Police Reports: Relevant and Credible Evidence!

This article discusses police reports where the reporting officer is a witness. Decisions noting, “Police report is favorable to Alpha, but officer did not witness the loss,” are common.

Police officers rarely witness accidents. They are, however, trained to investigate, including taking statements from each driver and any witnesses, and analyzing road debris, skid marks, light sequence, and damage to the vehicles.

When a party argues that the police officer “did not witness” the accident, do not simply disregard the report. Review the police report for its accuracy and consistency in regard to the contentions and other evidence submitted by the parties.
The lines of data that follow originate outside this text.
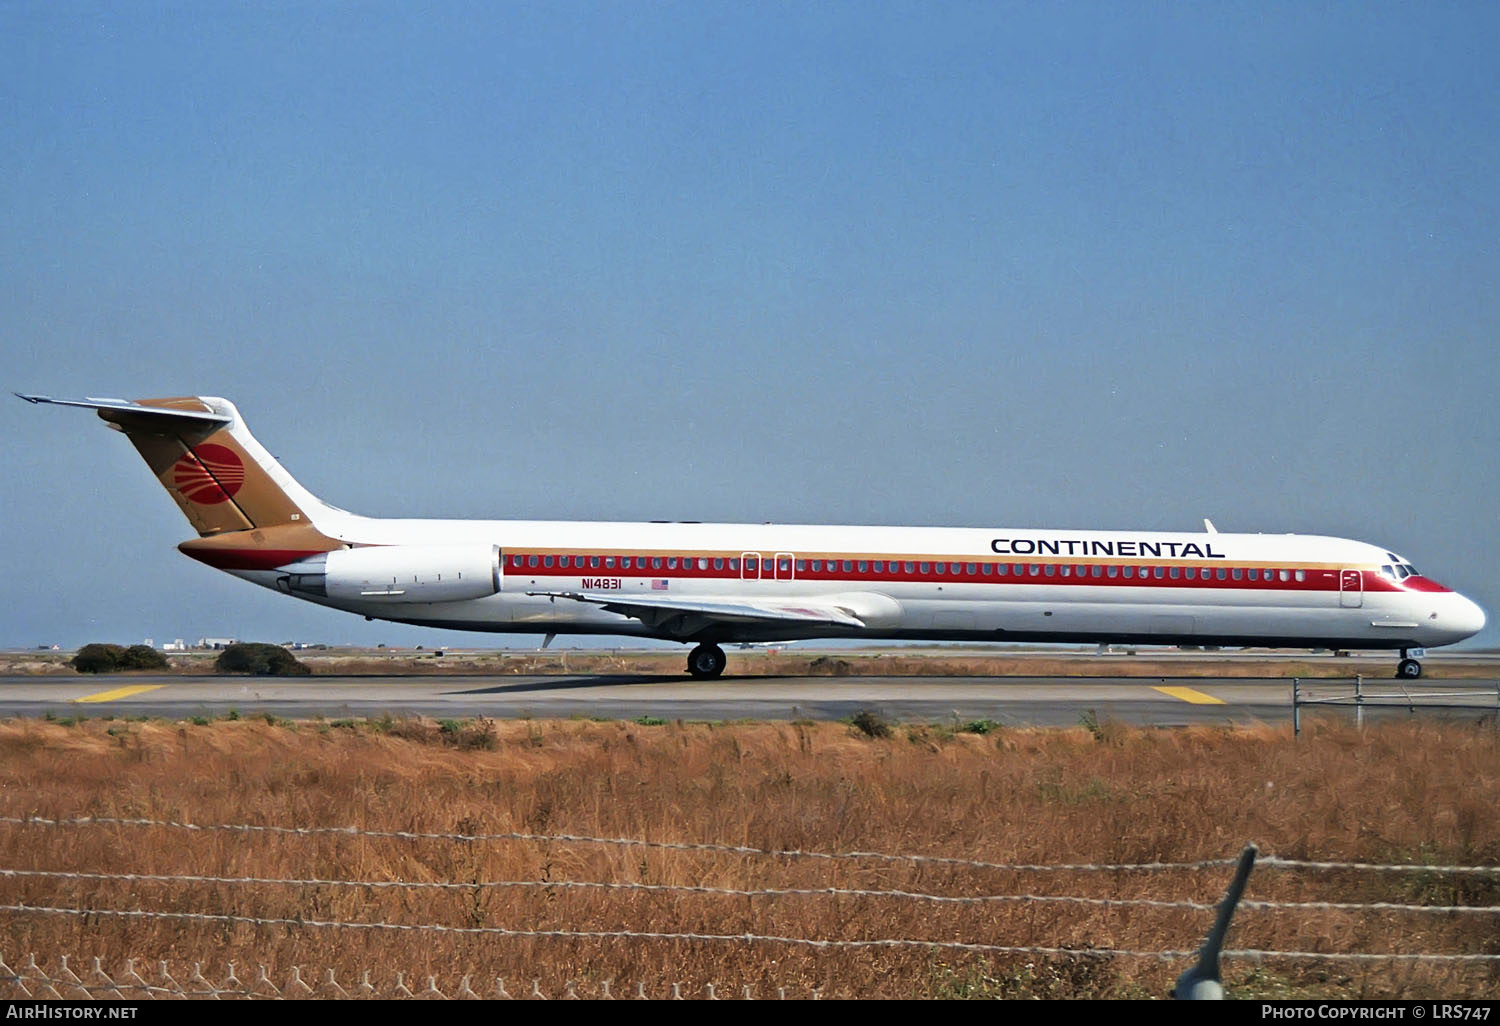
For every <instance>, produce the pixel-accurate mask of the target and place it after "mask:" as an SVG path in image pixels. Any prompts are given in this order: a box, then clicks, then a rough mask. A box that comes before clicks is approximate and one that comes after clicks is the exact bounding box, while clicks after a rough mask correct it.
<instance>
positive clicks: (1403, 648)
mask: <svg viewBox="0 0 1500 1026" xmlns="http://www.w3.org/2000/svg"><path fill="white" fill-rule="evenodd" d="M1397 676H1400V678H1401V679H1407V681H1415V679H1416V678H1419V676H1422V663H1419V661H1416V660H1415V658H1412V657H1410V655H1407V649H1404V648H1403V649H1401V661H1400V663H1397Z"/></svg>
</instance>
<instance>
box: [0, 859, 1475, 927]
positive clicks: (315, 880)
mask: <svg viewBox="0 0 1500 1026" xmlns="http://www.w3.org/2000/svg"><path fill="white" fill-rule="evenodd" d="M0 877H12V879H24V877H42V879H71V880H118V882H130V883H142V882H145V883H228V885H251V886H255V885H263V886H345V888H372V889H414V891H417V889H434V891H469V892H472V891H475V889H489V888H511V889H538V891H540V889H597V891H643V892H669V894H706V895H715V897H768V898H778V897H819V895H832V897H867V898H895V900H909V901H932V903H944V904H993V903H1022V901H1035V903H1044V904H1046V903H1053V904H1086V906H1097V907H1155V909H1175V910H1190V912H1212V910H1215V909H1218V903H1206V901H1187V900H1163V898H1101V897H1085V895H1071V894H974V895H960V894H930V892H926V891H901V889H871V888H843V886H816V888H756V889H751V888H730V886H703V885H694V883H634V882H612V880H471V882H452V880H345V879H320V877H287V876H205V874H196V873H93V871H74V870H21V868H0ZM1239 904H1241V907H1245V909H1257V910H1271V912H1280V910H1344V912H1427V913H1479V915H1497V913H1500V906H1488V904H1400V903H1395V901H1250V900H1242V901H1241V903H1239Z"/></svg>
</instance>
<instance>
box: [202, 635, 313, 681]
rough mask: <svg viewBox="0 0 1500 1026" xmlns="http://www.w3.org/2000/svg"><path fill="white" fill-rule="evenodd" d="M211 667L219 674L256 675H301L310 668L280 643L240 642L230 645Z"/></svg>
mask: <svg viewBox="0 0 1500 1026" xmlns="http://www.w3.org/2000/svg"><path fill="white" fill-rule="evenodd" d="M213 667H214V669H216V670H217V672H220V673H255V675H257V676H303V675H306V673H311V672H312V669H309V667H308V664H306V663H303V661H300V660H297V657H296V655H293V654H291V652H288V651H287V649H285V648H282V646H281V645H263V643H260V642H242V643H237V645H229V646H228V648H225V649H223V651H222V652H219V658H216V660H213Z"/></svg>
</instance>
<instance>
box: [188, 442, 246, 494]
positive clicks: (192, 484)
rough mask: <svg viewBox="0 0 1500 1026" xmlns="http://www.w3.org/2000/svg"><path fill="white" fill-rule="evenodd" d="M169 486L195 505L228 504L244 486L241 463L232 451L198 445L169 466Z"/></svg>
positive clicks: (210, 446) (236, 455)
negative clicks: (169, 466) (193, 502)
mask: <svg viewBox="0 0 1500 1026" xmlns="http://www.w3.org/2000/svg"><path fill="white" fill-rule="evenodd" d="M172 484H175V486H177V490H178V492H181V493H183V495H184V496H186V498H187V501H189V502H196V504H198V505H217V504H219V502H228V501H229V496H231V495H234V493H236V492H239V490H240V486H242V484H245V463H243V462H242V460H240V458H239V455H236V452H234V450H233V449H225V447H223V446H198V447H196V449H193V450H190V452H187V453H184V455H183V458H181V459H178V460H177V462H175V463H174V465H172Z"/></svg>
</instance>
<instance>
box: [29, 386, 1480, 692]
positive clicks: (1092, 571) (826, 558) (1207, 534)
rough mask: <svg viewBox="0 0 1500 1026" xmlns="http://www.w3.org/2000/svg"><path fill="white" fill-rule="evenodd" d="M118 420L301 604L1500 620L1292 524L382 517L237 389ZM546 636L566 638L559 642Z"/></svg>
mask: <svg viewBox="0 0 1500 1026" xmlns="http://www.w3.org/2000/svg"><path fill="white" fill-rule="evenodd" d="M17 395H18V396H20V398H21V399H26V401H27V402H33V404H54V405H62V407H83V408H89V410H95V411H98V416H99V417H101V419H104V420H105V422H107V423H108V425H110V426H111V428H114V429H117V431H121V432H124V435H126V438H129V440H130V443H132V444H133V446H135V449H136V450H138V452H139V453H141V456H142V458H144V459H145V462H147V465H148V466H150V468H151V472H153V474H156V477H157V480H159V481H160V483H162V486H163V487H165V489H166V492H168V493H169V495H171V496H172V499H175V502H177V505H178V507H180V508H181V511H183V513H184V514H186V516H187V520H189V522H190V523H192V525H193V528H195V529H196V531H198V537H196V538H192V540H189V541H183V543H181V544H180V546H177V547H178V549H180V550H181V552H184V553H186V555H189V556H192V558H193V559H198V561H199V562H204V564H207V565H210V567H214V568H217V570H223V571H226V573H231V574H234V576H237V577H242V579H245V580H249V582H252V583H258V585H261V586H264V588H273V589H276V591H281V592H284V594H288V595H293V597H296V598H302V600H305V601H312V603H317V604H321V606H332V607H335V609H344V610H347V612H353V613H359V615H363V616H365V618H366V619H389V621H393V622H401V624H417V625H425V627H443V628H450V630H472V631H495V633H541V634H630V636H639V637H657V639H666V640H676V642H684V643H690V645H693V648H691V651H690V652H688V657H687V672H688V673H691V675H693V676H696V678H714V676H718V675H720V673H723V670H724V661H726V660H724V651H723V648H721V645H735V643H745V642H777V640H798V639H822V637H855V639H870V640H876V639H882V640H968V642H975V640H989V642H1068V643H1097V645H1139V643H1146V645H1239V646H1259V645H1268V646H1287V648H1334V649H1398V651H1400V652H1401V658H1400V663H1398V666H1397V676H1401V678H1416V676H1421V675H1422V664H1421V663H1419V661H1418V658H1416V655H1421V654H1422V649H1425V648H1431V646H1437V645H1451V643H1454V642H1460V640H1463V639H1466V637H1470V636H1473V634H1475V633H1478V631H1479V630H1482V628H1484V625H1485V613H1484V610H1482V609H1481V607H1479V606H1478V604H1476V603H1473V601H1470V600H1469V598H1466V597H1464V595H1461V594H1458V592H1455V591H1452V589H1449V588H1445V586H1443V585H1440V583H1437V582H1436V580H1433V579H1431V577H1428V576H1425V574H1422V573H1418V570H1416V568H1415V567H1413V565H1412V564H1410V562H1409V561H1407V559H1404V558H1401V556H1400V555H1397V553H1394V552H1391V550H1388V549H1385V547H1380V546H1374V544H1367V543H1364V541H1353V540H1347V538H1334V537H1319V535H1296V534H1275V535H1268V534H1221V532H1218V531H1217V529H1215V528H1214V525H1212V523H1211V522H1209V520H1205V523H1203V525H1205V531H1203V532H1181V534H1179V532H1160V531H1158V532H1140V531H1061V529H1013V528H929V526H807V525H775V523H697V522H651V523H609V522H555V520H441V519H377V517H366V516H359V514H354V513H348V511H345V510H341V508H338V507H335V505H329V504H327V502H323V501H321V499H318V498H317V496H314V495H312V493H311V492H309V490H308V489H305V487H303V486H302V484H299V483H297V481H296V480H294V478H293V477H291V474H288V472H287V471H285V469H284V468H282V466H281V463H278V462H276V459H275V458H272V455H270V453H269V452H267V450H266V449H264V447H263V446H261V444H260V443H258V441H255V438H254V437H252V435H251V432H249V429H248V428H246V426H245V420H242V417H240V413H239V410H236V407H234V404H231V402H228V401H226V399H219V398H213V396H181V398H168V399H136V401H126V399H93V398H87V399H54V398H51V396H34V395H21V393H17ZM549 640H550V639H549Z"/></svg>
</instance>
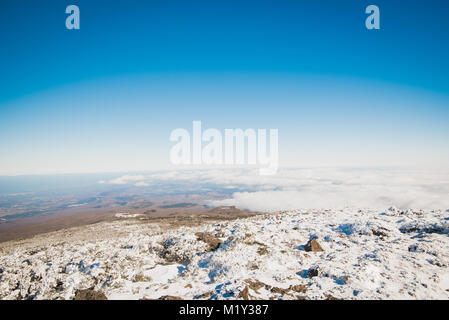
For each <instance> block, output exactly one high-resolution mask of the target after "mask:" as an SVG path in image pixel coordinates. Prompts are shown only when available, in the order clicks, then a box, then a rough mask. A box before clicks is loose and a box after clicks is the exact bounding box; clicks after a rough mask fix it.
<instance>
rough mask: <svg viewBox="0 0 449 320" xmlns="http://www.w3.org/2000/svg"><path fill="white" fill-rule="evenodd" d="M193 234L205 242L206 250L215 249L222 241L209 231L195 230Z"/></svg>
mask: <svg viewBox="0 0 449 320" xmlns="http://www.w3.org/2000/svg"><path fill="white" fill-rule="evenodd" d="M195 236H196V237H197V239H198V240H201V241H203V242H205V243H206V244H207V245H208V251H213V250H216V249H217V248H218V247H219V246H220V244H221V243H222V241H221V240H220V239H218V238H217V237H214V236H213V235H212V234H211V233H210V232H197V233H195Z"/></svg>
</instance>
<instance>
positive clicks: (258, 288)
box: [245, 279, 271, 292]
mask: <svg viewBox="0 0 449 320" xmlns="http://www.w3.org/2000/svg"><path fill="white" fill-rule="evenodd" d="M245 282H246V283H247V284H248V286H249V287H250V288H251V289H252V290H254V291H256V292H257V290H259V289H260V288H262V287H265V289H267V290H269V289H270V288H271V286H269V285H267V284H265V283H263V282H261V281H259V280H254V281H253V280H250V279H246V280H245Z"/></svg>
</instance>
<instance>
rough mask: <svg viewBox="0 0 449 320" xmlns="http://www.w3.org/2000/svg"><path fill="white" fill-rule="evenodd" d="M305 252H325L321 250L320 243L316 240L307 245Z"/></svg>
mask: <svg viewBox="0 0 449 320" xmlns="http://www.w3.org/2000/svg"><path fill="white" fill-rule="evenodd" d="M304 250H306V251H307V252H310V251H312V252H320V251H324V250H323V248H321V246H320V244H319V243H318V241H317V240H316V239H312V240H309V242H307V244H306V245H305V246H304Z"/></svg>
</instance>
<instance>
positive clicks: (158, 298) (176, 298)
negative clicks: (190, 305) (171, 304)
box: [158, 296, 184, 300]
mask: <svg viewBox="0 0 449 320" xmlns="http://www.w3.org/2000/svg"><path fill="white" fill-rule="evenodd" d="M158 300H184V299H183V298H181V297H177V296H162V297H159V298H158Z"/></svg>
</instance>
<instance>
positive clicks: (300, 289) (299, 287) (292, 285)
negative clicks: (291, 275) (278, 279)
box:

For example, was the police report “phoned in” and represents only one driver’s version of the accident or was it written at the scene? Does it include statements taken from each driver? Did the officer note his or her observations regarding damage, scene location, debris, witnesses, etc.? Were any contributing factors noted?

The parties are free to refute any of the officer's findings on the report; however, simply arguing that the officer did not witness the accident is not valid.

A statement like, “Police report cited Beta for following too closely; however, review of Alpha and Beta statements and the scene diagram do not support this,” would be more appropriate. Alpha might be disappointed with this comment, but would be more disappointed if its evidence was not considered at all. If the respondent states the applicant’s police report statement is not consistent with the recorded statement provided to the respondent, you would need to clarify how they differ and what conclusion you drew from the inconsistency.